Wednesday, 30 January 2013

Shrek the Musical




Theatre Royal, Drury Lane
26th January, 2013

Screen to stage musicals sometimes make theatregoers hesitant to go to see them, perhaps thinking that they are simply a producer’s way to make easy money. However, I was pleasantly surprised by Shrek the Musical at Drury Lane as it proved to be a fun, funny and extremely clever piece of theatre.

Firstly, before I saw the show I heard that the musical references other musicals akin to how the film references other films, leaving me looking out for them during the show. A chorus line of tap-dancing rats alludes to A Chorus Line, waving a flag with a face similar to the Les Mis Cosette logo undoubtedly is a reference to Les Miserables, there are Shakespeare references, a parody of the end of Defying Gravity from Wicked and a pastiche from The Lion King. These were just some of the musical references which make Shrek post-modern. These references are fitting for Shrek as it’s a story littered with allusions to well-known fairy tales so by acknowledging the world of theatre outside the walls of the Theatre Royal mirrors the way Shrek mentions, and turns on their head, moments of popular children’s stories.

Other things which make the show post-modern could be the references to Will and Kate’s castle and Donkey’s take on Usain Bolt’s the lightning bolt. However, there is also a self-consciousness about this piece of theatre which makes it particularly interesting. For instance, the story is framed with Shrek telling the audience his story, the opening being made up of a line of story books, one of which Shrek comes out to tell us his back story of being sent away to live in a swamp, shortly followed by Princess Fiona, whose own back story runs parallel with the ogre’s. Lines such as ‘cue the villagers’ and ‘this is the part where you’re meant to run away’ are fairly theatrical and make clear that Shrek not only is self-aware as a piece of theatre but also places itself in the world and language of story-telling.

It’s in the second act where the story’s morale lesson is explored deeper when we learn how Princess Fiona and Shrek aren’t so different after all (‘I Got You Beat’) and how being different can be a good thing (‘Freak Flag,’ featuring an impressive performance from Alice Fearn as Gingy). Carley Stenson is very funny as Princess Fiona and Dean Chisnall’s understudy Bradley Jaden is also great as Shrek. However, it is Neill McDermott’s camp Lord Farquaad who is most impressive spending nearly all of the show on his knees to much comic effect as he yearns to be in a stage show himself.

The balcony on Saturday evening was fairly noisy but then again maybe that is to be expected with a family show which has so many lines from the film franchise and ‘gimmick’-like references to other children’s stories. Another problem is that Richard Blackwood’s Donkey doesn’t quite reach the comic heights of Eddie Murphy’s performance and I can’t help but wonder that if you haven’t seen the films (who hasn’t) then you might have problems keeping up with the pace of the show and might not be able to relate to the main characters. Speaking of the main characters, even though Shrek is billed as the star of the show, there seems to be just as much focus is on Fiona, Donkey and the show-stealing Lord Farquaad.
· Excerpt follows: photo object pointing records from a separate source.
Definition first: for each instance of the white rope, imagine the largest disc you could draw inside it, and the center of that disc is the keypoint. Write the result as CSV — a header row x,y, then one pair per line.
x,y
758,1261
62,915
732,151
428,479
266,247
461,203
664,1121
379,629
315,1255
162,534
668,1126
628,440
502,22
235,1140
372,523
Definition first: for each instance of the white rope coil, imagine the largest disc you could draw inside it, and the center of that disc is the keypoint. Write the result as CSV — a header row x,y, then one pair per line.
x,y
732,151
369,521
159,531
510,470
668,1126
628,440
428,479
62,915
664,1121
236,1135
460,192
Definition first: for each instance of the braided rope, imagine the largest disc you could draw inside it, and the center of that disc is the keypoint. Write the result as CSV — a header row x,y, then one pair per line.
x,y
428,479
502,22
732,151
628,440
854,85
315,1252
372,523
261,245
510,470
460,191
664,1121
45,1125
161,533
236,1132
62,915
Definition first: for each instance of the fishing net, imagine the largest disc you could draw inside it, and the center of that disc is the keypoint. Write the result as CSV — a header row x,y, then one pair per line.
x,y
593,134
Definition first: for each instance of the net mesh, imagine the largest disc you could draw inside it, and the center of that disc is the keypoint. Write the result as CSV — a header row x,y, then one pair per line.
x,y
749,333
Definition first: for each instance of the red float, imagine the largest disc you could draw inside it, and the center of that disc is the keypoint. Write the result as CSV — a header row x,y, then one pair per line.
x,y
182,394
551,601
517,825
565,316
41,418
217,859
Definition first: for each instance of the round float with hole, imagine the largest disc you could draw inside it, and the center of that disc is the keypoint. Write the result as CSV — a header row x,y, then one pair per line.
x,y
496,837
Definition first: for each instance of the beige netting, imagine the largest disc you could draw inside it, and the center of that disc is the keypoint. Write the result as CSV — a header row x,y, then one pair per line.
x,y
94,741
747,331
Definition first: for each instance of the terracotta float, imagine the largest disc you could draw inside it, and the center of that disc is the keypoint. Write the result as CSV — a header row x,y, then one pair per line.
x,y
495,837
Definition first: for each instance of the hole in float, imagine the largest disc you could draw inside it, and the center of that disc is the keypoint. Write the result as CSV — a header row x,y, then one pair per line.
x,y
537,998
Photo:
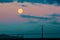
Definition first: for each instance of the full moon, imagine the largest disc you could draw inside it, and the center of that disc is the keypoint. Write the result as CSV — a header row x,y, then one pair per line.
x,y
20,11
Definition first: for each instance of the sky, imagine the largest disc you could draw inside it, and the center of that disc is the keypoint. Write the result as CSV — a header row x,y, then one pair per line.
x,y
11,22
8,10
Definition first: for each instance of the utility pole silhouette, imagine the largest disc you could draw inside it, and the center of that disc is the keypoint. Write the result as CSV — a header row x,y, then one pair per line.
x,y
42,31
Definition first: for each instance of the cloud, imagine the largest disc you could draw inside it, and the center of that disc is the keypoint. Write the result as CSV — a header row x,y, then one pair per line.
x,y
34,17
5,1
41,1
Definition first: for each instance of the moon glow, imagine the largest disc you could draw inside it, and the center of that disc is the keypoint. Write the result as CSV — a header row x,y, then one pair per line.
x,y
20,11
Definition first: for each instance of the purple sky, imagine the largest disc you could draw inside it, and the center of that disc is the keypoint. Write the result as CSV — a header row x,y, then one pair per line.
x,y
8,11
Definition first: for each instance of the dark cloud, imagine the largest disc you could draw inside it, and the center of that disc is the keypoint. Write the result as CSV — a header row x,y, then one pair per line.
x,y
34,1
5,1
34,17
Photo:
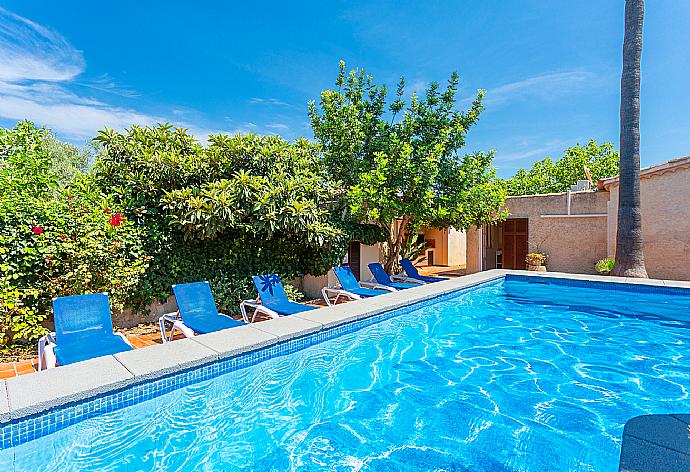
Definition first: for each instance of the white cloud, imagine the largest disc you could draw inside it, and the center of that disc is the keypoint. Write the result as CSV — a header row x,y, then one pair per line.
x,y
525,150
544,87
277,126
268,101
28,51
37,71
41,79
Michael Billington noted that the music didn’t quite fill him with a feeling of euphoria like a musical should but I think that Jeanine Tesori’s score is nearly capable of doing that but it wasn’t quite uplifting enough to go through you and give you goose bumps. Tim Hatley’s design seems small compared to some other shows that have been on at this theatre in recent years (although Drury Lane has a nice link with the films) but there are plenty of different set pieces including a very impressive rope bridge (‘we crossed a bridge – that’s a nice metaphor’ cries Donkey) and a huge puppet dragon which flies over the audience at the end.

Perhaps it seems pretentious talking about the many layers of performance with a show like Shrek but as well it being post-modern like the films it is also a brilliant family show that fits in with many other screen-to-stage and children’s literature musicals and plays at the moment. I highly recommend you go and see it before it closes.

On a side note, thanks to the FOH and box office staff at Drury Lane for helping us with reallocating seats after letting us in a week early than we should have been there! They were very helpful.

Now in its final weeks, Shrek the Musical plays at the Theatre Royal, Drury Lane until 24th February, 2013.